Put simply, performance is the measure of how much bang for your buck you get out of your super fund.
Take last year. In 2017 the average super fund returned just over 10 per cent. In other words, for every dollar invested, the average fund added 10 cents.
Say you put $10,000 into your super fund on 1 January 2017, and on 31 December that had grown into $11,500. That would represent a 15 per cent return, making it a high performing fund.
But say you put the same amount into a different fund, and at the end of the year you had just $10,700. That would represent a 7 per cent return, making it an underperforming fund.
So performance is measured against the average return across the industry. If a super fund returns more than the average, it is high performing. If it returns less than the average, it is underperforming.
Two things influence performance: investment returns, and fees.
The key way super funds grow your money is by investing in ‘equities.’ This is the collective term for investments in company shares.
Money invested in any company listed on a stock exchange – think the big banks, Telstra, Wesfarmers, BHP Billiton, Woolworths etc – is classed as being invested in ‘equities.’
A typical super fund will put around 50 to 70 per cent of your money in equities.
The investments are spread out over a huge number of companies, not just the big ones, to limit the risk. If the odd company here and there fails, it won’t matter too much.
As long as the majority of companies make a profit, return a dividend, and increase in value, then the overall picture looks good.
Another key asset class for super funds is infrastructure – things like toll roads, ports, airports, and so on.
Commercial property – shopping centres, office buildings, etc. – is also a popular asset class for super funds. Both infrastructure and commercial property can provide very reliable, long-term income.
Another asset class is ‘bonds,’ aka ‘fixed income.’ Bonds are essentially IOUs, most commonly from a government, that come with a regular interest payment.
Unlike pension funds around the world – which have massive bond holdings – Australian super funds aren’t huge investors in bonds at the moment.
As for cash, we all know what that is. It is the safest asset class possible, but it does not really grow, meaning you don’t want much of your super there. Funds will usually keep a small percentage of funds – single figures probably – in cash as a buffer against surprises.

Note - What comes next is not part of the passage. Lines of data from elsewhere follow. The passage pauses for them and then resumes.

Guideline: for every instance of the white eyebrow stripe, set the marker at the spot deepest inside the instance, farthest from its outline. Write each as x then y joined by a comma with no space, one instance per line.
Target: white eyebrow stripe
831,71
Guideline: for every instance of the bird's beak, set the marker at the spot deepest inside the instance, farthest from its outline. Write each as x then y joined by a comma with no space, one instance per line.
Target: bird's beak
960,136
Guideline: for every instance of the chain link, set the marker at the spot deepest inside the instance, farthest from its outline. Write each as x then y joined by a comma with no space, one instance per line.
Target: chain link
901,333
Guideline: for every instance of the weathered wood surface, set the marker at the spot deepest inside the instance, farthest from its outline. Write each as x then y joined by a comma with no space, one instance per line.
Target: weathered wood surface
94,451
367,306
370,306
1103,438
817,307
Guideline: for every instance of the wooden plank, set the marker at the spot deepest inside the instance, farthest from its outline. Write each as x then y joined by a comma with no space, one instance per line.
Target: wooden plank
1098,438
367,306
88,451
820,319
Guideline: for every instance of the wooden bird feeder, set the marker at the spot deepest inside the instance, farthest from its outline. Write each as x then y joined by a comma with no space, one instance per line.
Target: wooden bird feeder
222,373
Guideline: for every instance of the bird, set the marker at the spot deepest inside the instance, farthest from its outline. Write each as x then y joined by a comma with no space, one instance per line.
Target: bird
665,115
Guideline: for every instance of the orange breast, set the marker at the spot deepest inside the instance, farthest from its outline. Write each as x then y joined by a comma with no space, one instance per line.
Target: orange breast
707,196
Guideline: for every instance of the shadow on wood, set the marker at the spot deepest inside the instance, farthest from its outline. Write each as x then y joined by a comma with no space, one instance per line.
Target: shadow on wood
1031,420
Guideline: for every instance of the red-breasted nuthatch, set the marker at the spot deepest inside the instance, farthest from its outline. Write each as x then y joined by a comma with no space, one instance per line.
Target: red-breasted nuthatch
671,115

Other minor asset classes include ‘private equity’, which is investment in companies that are not listed on a stock exchange; and things like hedge funds, which are too complicated and weird to deal with here.
The most important measure is long-term performance. When choosing a super fund, look for the fund’s three, five or 10-year performance, and compare it to the average.

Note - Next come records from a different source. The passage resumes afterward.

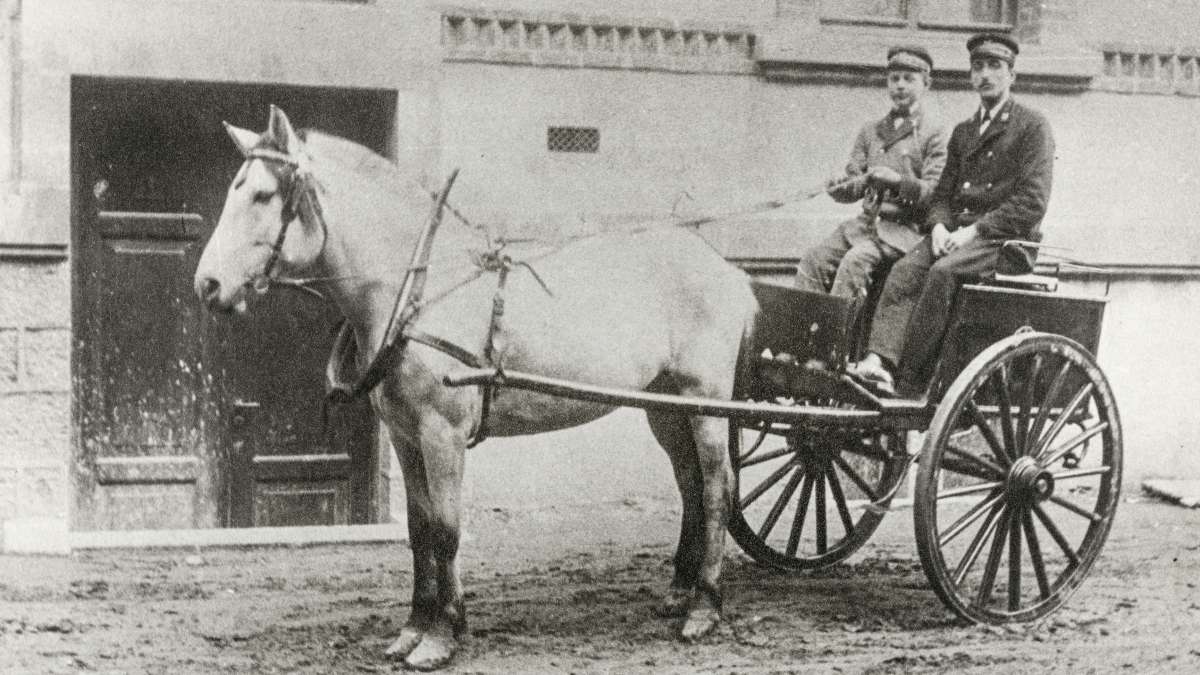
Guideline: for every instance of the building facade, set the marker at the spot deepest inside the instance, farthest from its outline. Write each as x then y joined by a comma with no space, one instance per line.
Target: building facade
123,406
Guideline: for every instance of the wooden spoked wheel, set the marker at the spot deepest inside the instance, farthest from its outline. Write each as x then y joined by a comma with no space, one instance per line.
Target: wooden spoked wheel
1019,479
802,495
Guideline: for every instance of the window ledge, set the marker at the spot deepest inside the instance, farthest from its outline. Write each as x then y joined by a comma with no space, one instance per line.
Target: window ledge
33,252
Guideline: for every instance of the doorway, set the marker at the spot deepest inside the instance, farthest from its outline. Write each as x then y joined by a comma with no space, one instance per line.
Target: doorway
186,419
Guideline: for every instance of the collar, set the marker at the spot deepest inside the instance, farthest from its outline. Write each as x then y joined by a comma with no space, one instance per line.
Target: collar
994,112
912,113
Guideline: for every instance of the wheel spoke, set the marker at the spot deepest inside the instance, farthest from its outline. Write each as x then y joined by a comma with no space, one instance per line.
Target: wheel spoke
989,435
993,565
839,500
972,554
1014,561
777,509
763,428
822,525
1023,420
802,508
766,457
1039,568
1077,509
1005,405
966,519
1063,418
1054,455
969,490
767,483
855,478
1053,392
972,465
1056,535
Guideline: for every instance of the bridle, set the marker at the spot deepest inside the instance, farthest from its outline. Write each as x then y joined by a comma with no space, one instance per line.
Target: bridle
298,189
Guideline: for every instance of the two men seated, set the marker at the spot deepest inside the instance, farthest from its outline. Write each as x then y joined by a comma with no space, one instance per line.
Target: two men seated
940,207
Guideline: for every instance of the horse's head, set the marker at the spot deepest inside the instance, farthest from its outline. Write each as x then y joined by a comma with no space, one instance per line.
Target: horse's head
270,221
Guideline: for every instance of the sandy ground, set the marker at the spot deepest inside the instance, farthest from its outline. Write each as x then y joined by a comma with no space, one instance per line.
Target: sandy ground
571,590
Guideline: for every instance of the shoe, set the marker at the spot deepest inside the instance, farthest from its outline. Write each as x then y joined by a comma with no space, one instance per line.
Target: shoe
875,377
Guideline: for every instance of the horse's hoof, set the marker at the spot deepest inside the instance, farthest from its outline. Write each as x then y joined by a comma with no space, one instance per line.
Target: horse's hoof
700,622
432,652
405,644
673,605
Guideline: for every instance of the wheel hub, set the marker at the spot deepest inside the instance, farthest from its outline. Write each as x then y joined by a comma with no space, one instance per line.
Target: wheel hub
1027,479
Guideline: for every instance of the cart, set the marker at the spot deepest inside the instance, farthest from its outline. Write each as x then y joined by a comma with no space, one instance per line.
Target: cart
1019,473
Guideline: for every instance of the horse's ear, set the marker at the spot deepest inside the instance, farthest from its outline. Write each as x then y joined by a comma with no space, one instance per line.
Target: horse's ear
244,138
280,130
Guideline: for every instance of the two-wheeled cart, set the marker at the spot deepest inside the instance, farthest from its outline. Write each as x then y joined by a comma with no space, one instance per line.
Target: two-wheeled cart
1019,472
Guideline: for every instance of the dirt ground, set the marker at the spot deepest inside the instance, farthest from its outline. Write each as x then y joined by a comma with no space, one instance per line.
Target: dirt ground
571,590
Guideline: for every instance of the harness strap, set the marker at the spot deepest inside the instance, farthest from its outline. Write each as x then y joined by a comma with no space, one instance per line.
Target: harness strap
444,346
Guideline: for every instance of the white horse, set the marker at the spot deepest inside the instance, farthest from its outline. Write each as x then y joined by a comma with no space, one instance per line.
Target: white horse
657,310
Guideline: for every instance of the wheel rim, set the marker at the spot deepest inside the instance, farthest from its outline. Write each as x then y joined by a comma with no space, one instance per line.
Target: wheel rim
802,494
1019,479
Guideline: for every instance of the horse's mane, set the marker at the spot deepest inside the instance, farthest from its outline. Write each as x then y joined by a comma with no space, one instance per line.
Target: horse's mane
361,161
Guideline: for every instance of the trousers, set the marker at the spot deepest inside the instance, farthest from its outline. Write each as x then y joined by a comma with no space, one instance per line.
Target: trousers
915,305
841,264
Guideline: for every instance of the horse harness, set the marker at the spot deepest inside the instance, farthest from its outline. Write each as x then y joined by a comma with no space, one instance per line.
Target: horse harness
299,191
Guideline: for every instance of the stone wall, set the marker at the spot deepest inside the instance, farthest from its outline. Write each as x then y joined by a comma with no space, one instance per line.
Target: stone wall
35,399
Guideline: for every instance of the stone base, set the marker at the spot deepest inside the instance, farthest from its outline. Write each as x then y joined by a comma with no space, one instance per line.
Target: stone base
47,536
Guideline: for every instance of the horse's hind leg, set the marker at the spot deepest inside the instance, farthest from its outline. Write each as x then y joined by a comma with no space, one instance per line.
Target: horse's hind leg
673,432
709,435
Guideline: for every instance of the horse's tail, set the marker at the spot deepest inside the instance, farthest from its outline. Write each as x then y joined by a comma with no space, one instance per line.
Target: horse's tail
745,358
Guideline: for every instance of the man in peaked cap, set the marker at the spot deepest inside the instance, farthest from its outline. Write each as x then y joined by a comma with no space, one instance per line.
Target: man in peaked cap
893,167
995,187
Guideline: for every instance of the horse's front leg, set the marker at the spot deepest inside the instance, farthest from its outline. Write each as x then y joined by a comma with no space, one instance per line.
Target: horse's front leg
433,479
425,584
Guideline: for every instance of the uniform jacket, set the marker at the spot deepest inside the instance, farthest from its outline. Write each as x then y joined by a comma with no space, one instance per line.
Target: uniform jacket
1000,180
917,151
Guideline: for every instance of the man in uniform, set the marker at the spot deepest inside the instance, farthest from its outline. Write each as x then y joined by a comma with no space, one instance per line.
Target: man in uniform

A fund with good performance will normally advertise its returns next to the average – so if it doesn’t it’s probably because it doesn’t stack up well.
If you want to know what your fund invests in, decent super funds will have lots of ready information on their website about the sorts of things they invest in. Look for a section on the website entitled ‘investments’ and explore.
Any decent super fund will also have an ethical option for people who don’t want to invest in things like fossil fuels, tobacco, gambling, companies with poor labour standards, and so on.
The other thing to consider is fees. These will be deducted from your super balance, and will therefore eat into your returns.
There are three types of fee to look out for: administration fees, investment fees, and insurance premiums.
‘Administration fees’ are usually flat fees, and cover the costs of running the business and – if your fund is a for-profit ‘retail fund’ – towards company profits.
Investment fees are usually calculated as a percentage of your balance, and go to paying the fees of external investment managers, transaction costs and other expenses associated with investment.
The biggest fee is probably the life insurance premium. Default super funds by law must include life insurance, so this is not a swindle on the part of super funds, as many commentators suggest.
However, it may be that you don’t need life and income protection, in which case you are free to opt out.
Put together, these fees can eat into your super fund, especially when you are not contributing. This is even more of a problem if you have multiple accounts – if you do, for goodness sake consolidate them into one fund right now!
When considering a super fund, make sure it clearly advertises all of its fees and costs. If it doesn’t, it probably has something to hide. The same goes for its investments.